There’s that old phrase, “the devil is in the details.” And that is the case, sometimes. But today, for the following story — one of redemption and family and a proper goodbye — we’ll gladly subscribe to its more hopeful alternative, coined by the late great French architect Le Corbusier …

“God is in the details.”

In 1942, United States Marine George Traver received a curious object in the mail, via his mother. A Boy Scout pocket knife. There must’ve been something special about it, sentimental or not, because the young man had it on him when he was killed a year later, on November 20, 1943 by Japanese forces in the battle to capture Tarawa.

He wasn’t alone. According to Pentagon records, 1,000 Marines and U.S. Navy sailors were killed in the fight, along with 2,000 others that were wounded.

In May of 2015, in a mass grave on the island in the South Pacific, George Traver’s remains were positively identified and located at long last.

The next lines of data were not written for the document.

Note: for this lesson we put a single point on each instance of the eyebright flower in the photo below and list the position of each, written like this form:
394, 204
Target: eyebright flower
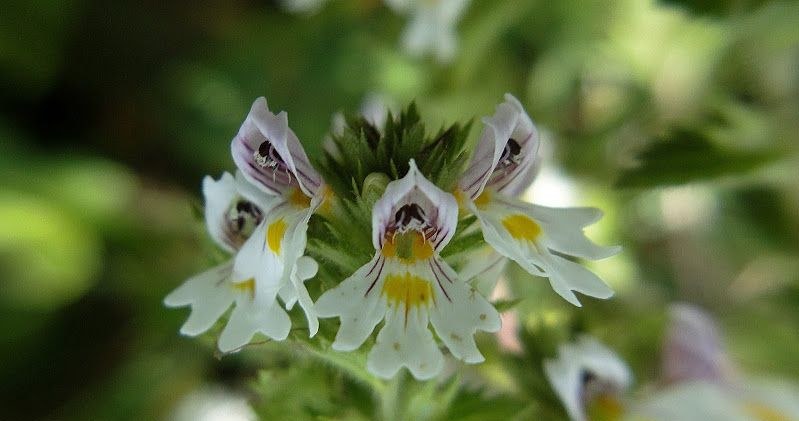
432, 26
588, 377
270, 156
231, 218
262, 217
409, 285
703, 384
534, 236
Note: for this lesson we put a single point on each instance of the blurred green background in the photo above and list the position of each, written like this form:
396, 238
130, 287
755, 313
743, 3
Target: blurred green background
679, 118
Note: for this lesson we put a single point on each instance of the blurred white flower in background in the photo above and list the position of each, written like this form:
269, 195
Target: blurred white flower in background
432, 26
213, 404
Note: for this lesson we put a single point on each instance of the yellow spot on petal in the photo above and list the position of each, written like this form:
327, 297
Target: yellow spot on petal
483, 200
408, 247
521, 227
299, 199
408, 289
274, 235
764, 413
247, 286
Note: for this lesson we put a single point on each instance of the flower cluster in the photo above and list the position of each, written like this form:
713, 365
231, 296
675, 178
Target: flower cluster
280, 215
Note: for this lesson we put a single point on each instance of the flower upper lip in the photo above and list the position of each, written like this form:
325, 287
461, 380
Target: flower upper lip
270, 155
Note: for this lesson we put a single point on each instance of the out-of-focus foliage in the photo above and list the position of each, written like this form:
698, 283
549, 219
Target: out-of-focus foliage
679, 118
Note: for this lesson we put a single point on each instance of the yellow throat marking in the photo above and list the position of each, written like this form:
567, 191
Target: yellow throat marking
298, 199
483, 200
408, 289
408, 247
274, 235
247, 286
521, 227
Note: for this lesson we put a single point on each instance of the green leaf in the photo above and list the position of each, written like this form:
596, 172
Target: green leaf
688, 156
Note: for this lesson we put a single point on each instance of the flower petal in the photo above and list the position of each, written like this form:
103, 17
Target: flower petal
405, 341
439, 207
270, 254
306, 268
693, 349
505, 158
585, 358
219, 196
285, 164
249, 318
209, 295
564, 230
513, 229
460, 311
482, 269
356, 301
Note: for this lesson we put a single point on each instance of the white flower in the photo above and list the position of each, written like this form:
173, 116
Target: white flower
261, 216
703, 383
692, 349
213, 403
269, 155
432, 26
586, 375
231, 218
409, 285
534, 236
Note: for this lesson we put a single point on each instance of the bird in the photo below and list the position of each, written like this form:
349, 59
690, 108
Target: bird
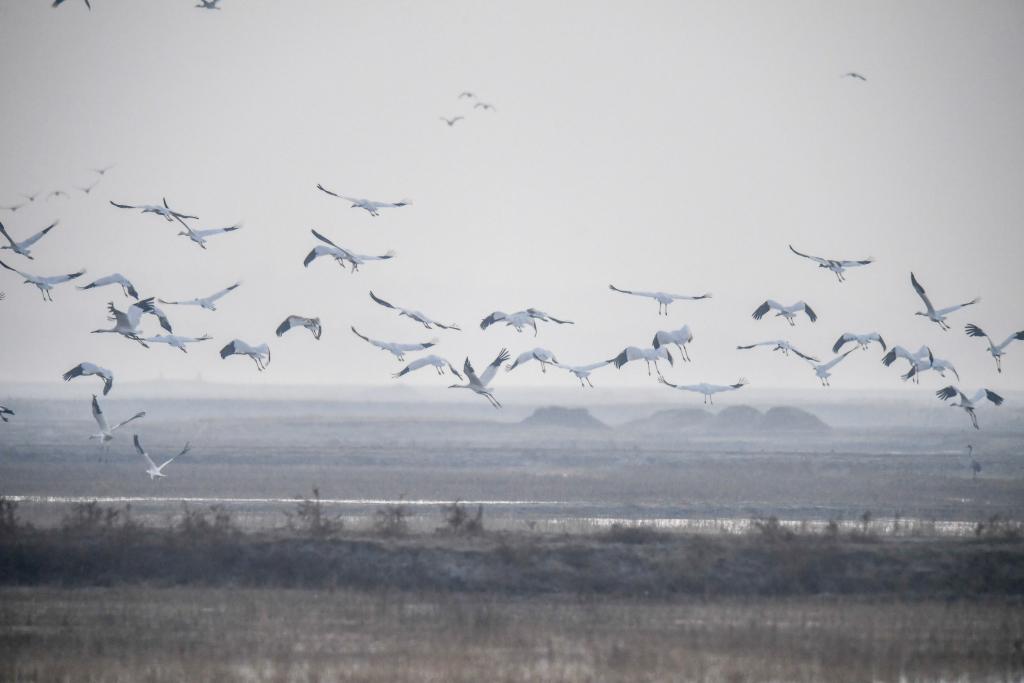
436, 361
821, 370
369, 206
937, 315
396, 349
47, 283
164, 211
311, 324
23, 247
838, 266
997, 350
116, 279
680, 338
86, 369
779, 345
709, 390
176, 341
788, 312
583, 372
105, 431
663, 298
862, 340
199, 237
969, 403
647, 354
420, 317
153, 470
479, 384
239, 347
542, 355
204, 302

It was the pocket knife, along with dental records, that located the fallen Marine’s body.

This from

“When we got the report back from the recovery team one of the artifacts that they found on him was a knife, [said one of Traver’s relatives] … and the description of it was a 3-inch or a 4-inch knife blade, bone case covering and a Boy Scout emblem on it. So it was almost like he carried something that meant something to him so much and mentioned about being home.”

“His mother lived to be 90 years old and, right up until her dying day, she was hoping to hear something about George and get him back,” relative Al Wheeler told WNYT. “She tried and tried. Never happened.”

A second funeral for Traver will take place in Chatham, New York (the one in 1944 was called off) where service member will be laid to rest, at home, in the Chatham Rural Cemetery.